Penelitian terkait infeksi nosokomial pernah dilakukan di Bali khususnya di
Denpasar yaitu dilakukan oleh Paramitha (2014) di Rumah Sakit Dharma Yadnya
Denpasar. Penelitian tersebut belum melibatkan adanya variabel perilaku pencegahan
infeksi nosokomial perawat di rumah sakit tersebut. Selain itu, penelitian tentang infeksi
nosokomial belum pernah dilakukan di Rumah Sakit Umum Puri Raharja karena
penerapan pencegahan infeksi nosokomial mulai difokuskan sejak terbentuknya tim
Pencegahan dan Pengendalian Infeksi (PPI) dari bulan Agustus 2014. Survei pendahuluan
menunjukan bahwa dari delapan perawat di ruang rawat inap yang diwawancarai, hanya
tiga orang yang mengetahui universal precaution dalam upaya pencegahan infeksi
nosokomial. Selain itu dari hasil pengamatan awal, terdapat beberapa perawat tidak
mencuci tangan sebelum melakukan tindakan dan tidak mengganti sarung tangan setelah
melakukan tindakan dari satu pasien ke pasien lainnya. Oleh karena itu, perlu dilakukan
penelitian tentang pengetahuan dan perilaku perawat dalam pencegahan infeksi
nosokomial.
1.2
Rumusan Masalah
Berdasarkan latar belakang dan fakta diatas, dapat dirumuskan masalah bahwa
jumlah bakteri pada tiga Ruang Operasi dan satu Ruang ICU Rumah Sakit Umum Puri
Raharja Denpasar ditemukan melebihi standar yang diperkenankan menurut Keputusan
Menteri Kesehatan Nomor 1204/MENKES/SK/2004 tentang Kesehatan Lingkungan
Rumah Sakit, sehingga memiliki risiko sebagai tempat penularan penyakit yang dapat
menimbulkan infeksi nosokomial.
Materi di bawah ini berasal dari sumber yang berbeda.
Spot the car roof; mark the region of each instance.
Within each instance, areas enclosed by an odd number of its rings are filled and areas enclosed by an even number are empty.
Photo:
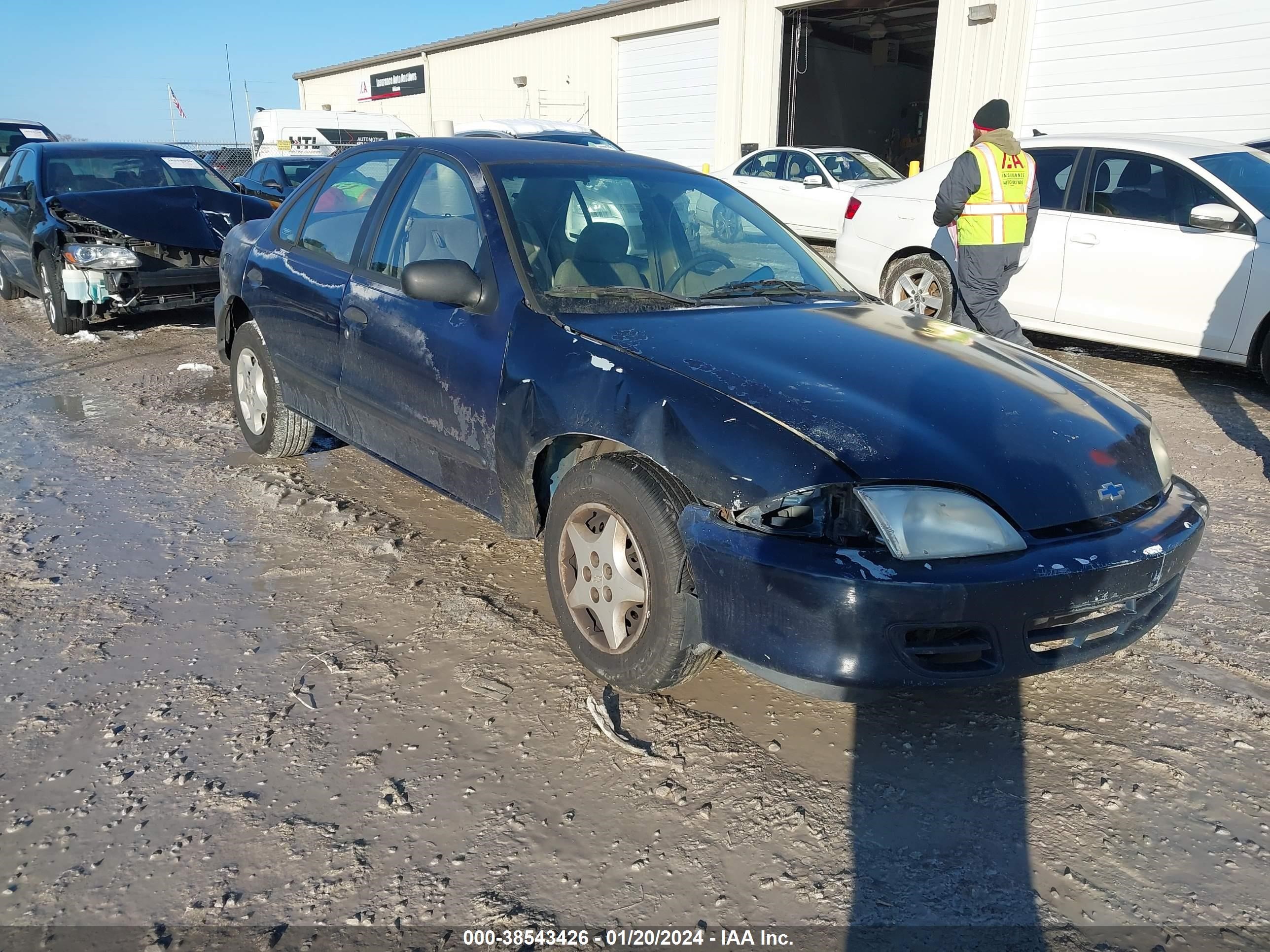
[[[1129,151],[1158,152],[1175,159],[1194,159],[1218,152],[1238,152],[1246,146],[1238,142],[1223,142],[1199,136],[1162,136],[1121,132],[1115,135],[1067,132],[1055,136],[1029,136],[1020,140],[1024,149],[1077,147],[1077,149],[1124,149]]]
[[[373,149],[385,143],[367,142],[358,149]],[[630,165],[644,169],[673,169],[700,175],[696,169],[677,165],[662,159],[653,159],[635,152],[618,152],[611,149],[592,149],[547,140],[526,141],[523,138],[474,138],[469,136],[446,136],[443,138],[395,138],[391,145],[415,145],[456,157],[467,157],[472,162],[588,162],[591,165]],[[347,154],[345,154],[347,155]]]
[[[155,155],[171,152],[189,152],[184,146],[164,146],[156,142],[30,142],[48,155],[136,155],[137,152],[154,152]]]
[[[589,128],[577,122],[556,122],[555,119],[480,119],[478,122],[456,122],[455,132],[504,132],[508,136],[537,136],[544,132],[594,135]]]

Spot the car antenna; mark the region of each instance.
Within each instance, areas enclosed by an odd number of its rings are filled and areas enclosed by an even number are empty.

Salah satu faktor yang mempengaruhi hal tersebut
adalah perilaku petugas kesehatan khususnya perawat.
1.3
Pertanyaan Penelitian
Adapun
pertanyaan
penelitian
berdasarkan
permasalahan
yang
timbul
“Bagaimanakah pengetahuan dan perilaku perawat dalam pencegahan infeksi nosokomial
di Rumah Sakit Umum Puri Raharja Denpasar?”
1.4
Tujuan
1.4.1
Tujuan umum
Tujuan umum penelitian ini adalah untuk mengetahui pengetahuan dan perilaku
perawat dalam pencegahan infeksi nosokomial di Rumah Sakit Umum Puri Raharja
Denpasar.
1.4.2
Tujuan khusus
Tujuan khusus penelitian ini adalah:
1.
Mengetahui karakteristik perawat di Rumah Sakit Umum Puri Raharja
Denpasar.
2.
Mengetahui pengetahuan perawat dalam pencegahan infeksi nosokomial di
Rumah Sakit Umum Puri Raharja Denpasar.
3.
Mengetahui perilaku perawat dalam pencegahan infeksi nosokomial di
Rumah Sakit Umum Puri Raharja Denpasar.
1.5
Manfaat
Hasil penelitian ini dapat memberikan manfaat antara lain:
1.5.1
Manfaat teoritis
Hasil penelitian ini diharapkan menambah khasanah ilmu pengetahuan dan sebagai
bahan bacaan dan sumber informasi bagi peneliti selanjutnya.
1.5.2
Manfaat praktis
Hasil penelitian ini diharapkan dapat menjadi masukan khususnya pada Rumah
Sakit Umum Puri Raharja Denpasar dalam menentukan kebijakan yang berhubungan
dengan penanggulangan infeksi nosokomial.
1.5.3
Manfaat bagi peneliti
Merupakan suatu pengalaman penting bagi peneliti dalam memperluas wawasan
keilmuwan khususnya mengenai infeksi nosokomial di RSU Puri Raharja Denpasar serta
peneliti dapat mengetahui langsung kenyataan yang terjadi melalui penelitian ini.
1.6
Ruang Lingkup Penelitian
Ruang lingkup penelitian ini adalah keselamatan dan kesehatan kerja yang
membahas mengenai pengetahuan dan perilaku perawat dalampencegahan infeksi
nosokomial di Rumah Sakit Umum Puri Raharja Denpasar.